# Up At The O2



## Silver Hawk (Dec 2, 2003)

Anyone else done it? :huh:

Our booking was for today at 13:20 and the weather could not have been better; great time had by all :yes:. They are pretty strict about what you can take up, so mobile phone photos only.










Olympic Park is in the distance between the building with the two brown vertical stripes:










The walkway...and it is a 30 degree drop towards the end back to ground level:










Out guide with the yellow straps:










That's the Emirates Air Line between the two masts. We had intended to do that as well but ran out of time:


----------



## Roger the Dodger (Oct 5, 2009)

Looks like you both had a great day, Paul.

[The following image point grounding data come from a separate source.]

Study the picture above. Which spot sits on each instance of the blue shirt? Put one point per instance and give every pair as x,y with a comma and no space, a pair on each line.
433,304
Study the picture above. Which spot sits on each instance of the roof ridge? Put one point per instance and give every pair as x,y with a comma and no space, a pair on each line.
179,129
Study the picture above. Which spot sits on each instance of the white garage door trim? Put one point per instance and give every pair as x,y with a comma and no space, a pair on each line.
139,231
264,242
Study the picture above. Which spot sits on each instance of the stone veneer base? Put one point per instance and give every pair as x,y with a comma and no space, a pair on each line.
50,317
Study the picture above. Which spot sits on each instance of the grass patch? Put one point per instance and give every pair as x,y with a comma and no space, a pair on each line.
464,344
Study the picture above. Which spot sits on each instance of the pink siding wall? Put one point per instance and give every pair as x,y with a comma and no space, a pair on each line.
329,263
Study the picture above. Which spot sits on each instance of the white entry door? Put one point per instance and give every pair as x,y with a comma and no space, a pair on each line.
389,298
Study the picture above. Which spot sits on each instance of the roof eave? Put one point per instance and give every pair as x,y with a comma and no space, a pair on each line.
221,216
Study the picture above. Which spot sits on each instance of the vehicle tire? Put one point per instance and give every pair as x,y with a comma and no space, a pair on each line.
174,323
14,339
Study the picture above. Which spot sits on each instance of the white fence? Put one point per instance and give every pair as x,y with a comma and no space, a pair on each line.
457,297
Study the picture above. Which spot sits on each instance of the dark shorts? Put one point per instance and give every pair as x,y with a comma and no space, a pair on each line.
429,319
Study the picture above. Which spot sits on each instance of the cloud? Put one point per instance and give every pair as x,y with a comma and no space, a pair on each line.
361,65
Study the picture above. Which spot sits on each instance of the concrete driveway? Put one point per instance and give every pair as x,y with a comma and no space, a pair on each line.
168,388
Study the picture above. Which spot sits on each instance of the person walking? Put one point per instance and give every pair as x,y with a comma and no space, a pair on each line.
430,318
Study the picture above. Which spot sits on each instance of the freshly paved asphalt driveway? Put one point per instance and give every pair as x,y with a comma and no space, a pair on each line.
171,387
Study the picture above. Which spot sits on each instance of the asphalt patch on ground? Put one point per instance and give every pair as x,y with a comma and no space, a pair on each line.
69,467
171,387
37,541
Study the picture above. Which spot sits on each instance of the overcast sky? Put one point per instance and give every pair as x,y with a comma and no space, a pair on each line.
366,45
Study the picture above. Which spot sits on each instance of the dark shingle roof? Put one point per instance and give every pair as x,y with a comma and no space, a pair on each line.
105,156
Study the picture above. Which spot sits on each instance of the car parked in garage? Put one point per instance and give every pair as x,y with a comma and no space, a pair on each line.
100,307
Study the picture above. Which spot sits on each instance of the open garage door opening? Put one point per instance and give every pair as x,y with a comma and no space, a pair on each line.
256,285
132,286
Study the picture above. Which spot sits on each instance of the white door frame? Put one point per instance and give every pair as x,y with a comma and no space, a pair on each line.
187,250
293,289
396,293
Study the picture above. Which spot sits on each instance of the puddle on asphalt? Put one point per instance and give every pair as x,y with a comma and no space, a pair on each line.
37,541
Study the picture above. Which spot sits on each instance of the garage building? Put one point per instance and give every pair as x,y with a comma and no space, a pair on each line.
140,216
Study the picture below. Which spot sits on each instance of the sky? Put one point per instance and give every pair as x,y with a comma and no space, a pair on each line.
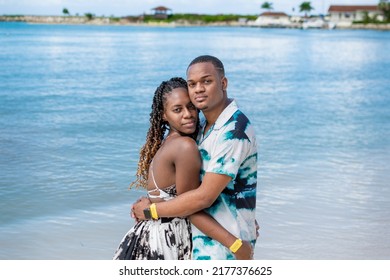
138,7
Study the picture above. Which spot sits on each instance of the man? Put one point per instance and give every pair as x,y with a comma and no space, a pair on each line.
227,144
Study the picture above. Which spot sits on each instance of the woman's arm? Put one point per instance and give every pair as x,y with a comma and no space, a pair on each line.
187,165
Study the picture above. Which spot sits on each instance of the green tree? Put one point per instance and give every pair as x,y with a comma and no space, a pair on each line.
267,6
384,6
306,7
65,11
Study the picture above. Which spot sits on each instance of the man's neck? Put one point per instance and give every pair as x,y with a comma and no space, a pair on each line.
212,116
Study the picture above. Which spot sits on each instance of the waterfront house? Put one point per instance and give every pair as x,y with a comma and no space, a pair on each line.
272,19
161,12
346,15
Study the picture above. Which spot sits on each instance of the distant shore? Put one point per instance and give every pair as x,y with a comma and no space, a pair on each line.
137,22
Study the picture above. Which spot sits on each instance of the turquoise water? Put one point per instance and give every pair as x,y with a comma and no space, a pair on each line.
74,106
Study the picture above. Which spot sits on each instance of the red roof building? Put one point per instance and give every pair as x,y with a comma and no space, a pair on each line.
349,14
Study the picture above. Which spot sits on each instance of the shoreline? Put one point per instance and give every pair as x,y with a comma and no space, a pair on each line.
83,20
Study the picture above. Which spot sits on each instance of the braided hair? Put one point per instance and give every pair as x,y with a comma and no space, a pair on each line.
157,129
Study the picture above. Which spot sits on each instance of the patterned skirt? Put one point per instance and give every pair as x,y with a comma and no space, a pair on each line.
164,239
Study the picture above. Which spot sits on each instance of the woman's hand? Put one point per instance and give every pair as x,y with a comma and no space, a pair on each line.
137,209
245,252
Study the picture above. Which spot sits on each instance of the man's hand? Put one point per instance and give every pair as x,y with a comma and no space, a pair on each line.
245,252
137,210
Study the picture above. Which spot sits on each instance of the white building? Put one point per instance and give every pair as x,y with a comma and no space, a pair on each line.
272,19
346,15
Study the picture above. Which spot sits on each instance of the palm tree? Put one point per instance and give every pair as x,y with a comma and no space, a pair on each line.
384,6
65,11
267,6
305,7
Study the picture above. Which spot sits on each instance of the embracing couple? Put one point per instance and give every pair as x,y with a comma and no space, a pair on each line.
200,176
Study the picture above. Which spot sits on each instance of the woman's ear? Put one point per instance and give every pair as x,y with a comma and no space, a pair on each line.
224,83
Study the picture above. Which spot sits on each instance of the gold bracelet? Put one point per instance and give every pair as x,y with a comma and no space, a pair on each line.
153,211
236,245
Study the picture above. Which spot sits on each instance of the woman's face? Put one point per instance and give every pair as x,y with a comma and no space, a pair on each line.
179,112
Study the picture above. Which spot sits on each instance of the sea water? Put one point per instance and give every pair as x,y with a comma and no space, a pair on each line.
74,111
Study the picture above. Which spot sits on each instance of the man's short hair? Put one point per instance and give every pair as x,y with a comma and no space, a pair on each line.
218,65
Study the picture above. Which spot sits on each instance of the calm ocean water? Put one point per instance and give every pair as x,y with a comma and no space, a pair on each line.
74,105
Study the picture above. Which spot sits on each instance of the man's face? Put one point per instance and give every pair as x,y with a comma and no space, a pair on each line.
205,86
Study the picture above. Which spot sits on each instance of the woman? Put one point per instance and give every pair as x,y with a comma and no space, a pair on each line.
168,167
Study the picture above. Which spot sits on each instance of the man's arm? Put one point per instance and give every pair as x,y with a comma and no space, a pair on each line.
189,202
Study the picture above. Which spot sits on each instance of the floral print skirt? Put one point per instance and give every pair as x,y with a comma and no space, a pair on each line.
164,239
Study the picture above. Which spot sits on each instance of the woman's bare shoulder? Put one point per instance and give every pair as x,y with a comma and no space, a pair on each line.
184,144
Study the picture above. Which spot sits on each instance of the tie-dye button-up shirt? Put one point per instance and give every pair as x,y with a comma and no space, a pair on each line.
229,147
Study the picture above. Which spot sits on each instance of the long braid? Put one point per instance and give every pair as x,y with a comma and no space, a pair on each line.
157,129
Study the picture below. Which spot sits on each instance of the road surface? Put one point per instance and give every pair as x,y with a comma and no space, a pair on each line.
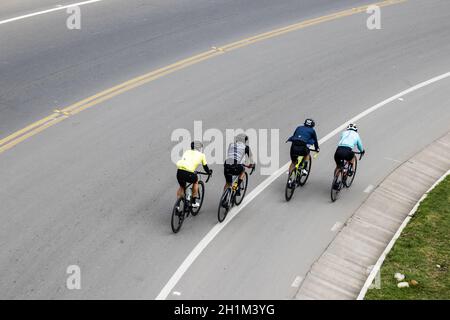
96,190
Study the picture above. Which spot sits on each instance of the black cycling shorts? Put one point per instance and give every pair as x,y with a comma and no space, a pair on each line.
299,150
343,154
231,170
184,177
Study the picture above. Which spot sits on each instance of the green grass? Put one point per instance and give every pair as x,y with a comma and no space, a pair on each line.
423,244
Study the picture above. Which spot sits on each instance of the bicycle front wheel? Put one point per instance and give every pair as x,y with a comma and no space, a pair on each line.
336,187
243,189
290,186
178,215
201,195
224,205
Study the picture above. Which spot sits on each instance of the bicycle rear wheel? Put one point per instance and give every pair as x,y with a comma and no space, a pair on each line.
201,195
349,180
336,187
178,215
243,189
224,205
290,185
304,178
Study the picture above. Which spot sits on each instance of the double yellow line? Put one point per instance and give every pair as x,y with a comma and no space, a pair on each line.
60,115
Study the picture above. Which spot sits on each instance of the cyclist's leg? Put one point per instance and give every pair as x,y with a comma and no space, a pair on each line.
340,161
241,174
294,158
352,161
195,186
181,182
228,176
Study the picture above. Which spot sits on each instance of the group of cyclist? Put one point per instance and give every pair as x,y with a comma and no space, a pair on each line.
239,151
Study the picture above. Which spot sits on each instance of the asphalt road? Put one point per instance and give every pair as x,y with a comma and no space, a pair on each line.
96,190
44,65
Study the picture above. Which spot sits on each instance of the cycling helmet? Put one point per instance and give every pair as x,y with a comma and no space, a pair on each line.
242,137
310,123
196,145
353,127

Some stunning views there. :thumbsup:


----------



## martinus_scriblerus (Sep 29, 2008)

Silver Hawk said:


> Anyone else done it? :huh:
> 
> Our booking was for today at 13:20 and the weather could not have been better; great time had by all :yes:. They are pretty strict about what you can take up, so mobile phone photos only.


*Paul: Is that your daughter that you are with?*


----------



## Silver Hawk (Dec 2, 2003)

martinus_scriblerus said:


> *Paul: Is that your daughter that you are with?*


 

No...thank goodness...that would have ruined the day (she'd much rather be with her friends than with her parents).


----------